BAGHDAD, Aug. 27 — Several federal agencies are investigating a widening network of criminal cases involving the purchase and delivery of billions of dollars of weapons, supplies and other matériel to Iraqi and American forces, according to American officials. The officials said it amounted to the largest ring of fraud and kickbacks uncovered in the conflict here.
Looks like they suspect a top aide to Gen. Petraeaus had her hand in the cookie jar.
But now, American officials said, part of the criminal investigation is focused on Lt. Col. Levonda Joey Selph, who reported directly to General Petraeus and worked closely with him in setting up the logistics operation for what were then the fledgling Iraqi security forces.
That operation moved everything from AK-47s, armored vehicles and plastic explosives to boots and Army uniforms, according to officials who were involved in it. Her former colleagues recall Colonel Selph as a courageous officer who was willing to take substantial personal risks to carry out her mission and was unfailingly loyal to General Petraeus and his directives to move quickly in setting up the logistics operation.
“She was kind of like the Pony Express of the Iraqi security forces,” said Victoria Wayne, who was then deputy director of logistics for the overall Iraqi reconstruction program.

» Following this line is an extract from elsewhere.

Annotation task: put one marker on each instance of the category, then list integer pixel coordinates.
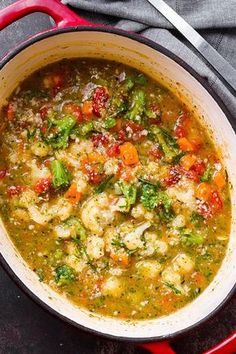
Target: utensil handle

She may be totally innocent, but the potential for graft in Iraq is certainly a temptation.
And, if you haven't read The Great Iraq Swindle from Rolling Stone (that I linked to in the middle of Saturday's post), please do so now. Here's a sample:
The administration also greenlighted brash, modern-day forty-niners like Scott Custer and Mike Battles, a pair of ex-Army officers and bottom-rank Republican pols (Battles had run for Congress in Rhode Island and had been a Fox News commentator) who had decided to form a security company called Custer Battles and make it big in Iraq. "Battles knew some people from his congressional run, and that's how they got there," says Alan Grayson, an attorney who led a whistle-blower lawsuit against the pair for defrauding the government.
Before coming to Iraq, Custer Battles hadn't done even a million dollars in business. The company's own Web site brags that Battles had to borrow cab fare from Jordan to Iraq and arrived in Baghdad with less than $500 in his pocket. But he had good timing, arriving just as a security contract for Baghdad International Airport was being "put up" for bid. The company site raves that Custer spent "three sleepless nights" penning an offer that impressed the CPA enough to hand the partners $2 million in cash, which Battles promptly stuffed into a duffel bag and drove to deposit in a Lebanese bank.
It's a long article, with literally dozens of examples. Every member of congress should be forced to read it before voting on the next Iraq funding bill.